- Деточка, мама жарит котлетки, открой оконце, проветри гарь, - женщина в переднике с изображением Санта-Клауса размахивает в душной обескислородненной кухне шести квадратных метров деревянной лопаткой. - Деточка, принеси маме шумовку, открой шкафчики и там внизу увидишь утварь. Она едва удерживает себя стоячей, смещаясь постоянно куда-то в сторону, прихватывая липкими пальцами за косяк двери. Поварская книга открыта на странице с рецептами, шаг второй заливаем в фарш дробленое яйцо. Женщина ищет чем бы это яйцо злосчастное раздробить, применила лопатку, но та не срослась, теперь очередь шумовки. Подхватит ручищами и яйцо вымолотит. Накаченные руки женщины играют мускулами. - Деточка, - обращается она к ребенку, - выдели мамочке минуточку и помоги. "Помоги" она простанывает, будто бы ей угрожает опасность. Она бы на запотевшем стекле это могла написать. Пальцами, которыми только что ела варенье. Липкие засахаренные подушечки, клубничные косточки под ногтями.

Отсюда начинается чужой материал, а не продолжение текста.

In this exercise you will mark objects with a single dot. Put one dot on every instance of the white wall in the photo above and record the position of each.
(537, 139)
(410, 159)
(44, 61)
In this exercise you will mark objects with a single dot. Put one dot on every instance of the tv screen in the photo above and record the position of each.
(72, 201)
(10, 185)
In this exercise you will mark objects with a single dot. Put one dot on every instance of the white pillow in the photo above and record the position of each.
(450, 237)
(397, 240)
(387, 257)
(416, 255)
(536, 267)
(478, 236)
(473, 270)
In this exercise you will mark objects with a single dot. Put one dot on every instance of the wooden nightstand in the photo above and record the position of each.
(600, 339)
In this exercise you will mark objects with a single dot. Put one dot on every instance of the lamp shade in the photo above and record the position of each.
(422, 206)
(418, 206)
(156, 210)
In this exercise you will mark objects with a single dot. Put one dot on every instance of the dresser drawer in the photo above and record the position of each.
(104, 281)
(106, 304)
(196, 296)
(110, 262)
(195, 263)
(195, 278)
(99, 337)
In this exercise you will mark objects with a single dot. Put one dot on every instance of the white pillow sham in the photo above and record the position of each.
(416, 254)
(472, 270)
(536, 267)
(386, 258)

Она обращается к ребенку еще раз более настойчиво. - Деточка, о чем только что попросила мама? Ей приходится самой открыть окно, оттуда доносится предновогодняя кутерьма, мат младшеклассников и чей-то звериный скулеж. В целом же можно сказать, что на улице тихо, где-то подминает под себя затишье запрещенный петардный истязариум, но женщина не обращает на это внимания, укутывая полногрудные чресла в халатик, подворачивая прическу к ушам, принюхиваясь к свежему воздуху. - Деточка, мама прожарит котлетку, а пока иди погуляй, поиграй с братиком. В кухонной коморке по-прежнему тихо, как и в остальных комнатах. - Ну вот что ты такая непонятливая, мама попросила поиграть с братиком. Она поглаживает холодильник, слезится и потирает щеки углом тканевой повязки. - Деточка, я тебе котлетку в форме зверюшки приправлю, пожелаешь? Динозаврика. Она прикладывает ухо к холодильнику и прислушивается, ее кишечник издает тон бурления, и она сразу же говорит сама себе: ну вот я же говорила, время ужинать. Новогоднее настроение. Сейчас котлетки приготовлю и елочку ставить начнем. Фонарики разжигать. Деда Мороза подвесим. -Деточка, а ты письмо ему написала? А как же ты без подарков останешься? Она вытаскивает из ливреи бумажную расшивку и приспосабливает чернильную ручку, готовясь написать все сама.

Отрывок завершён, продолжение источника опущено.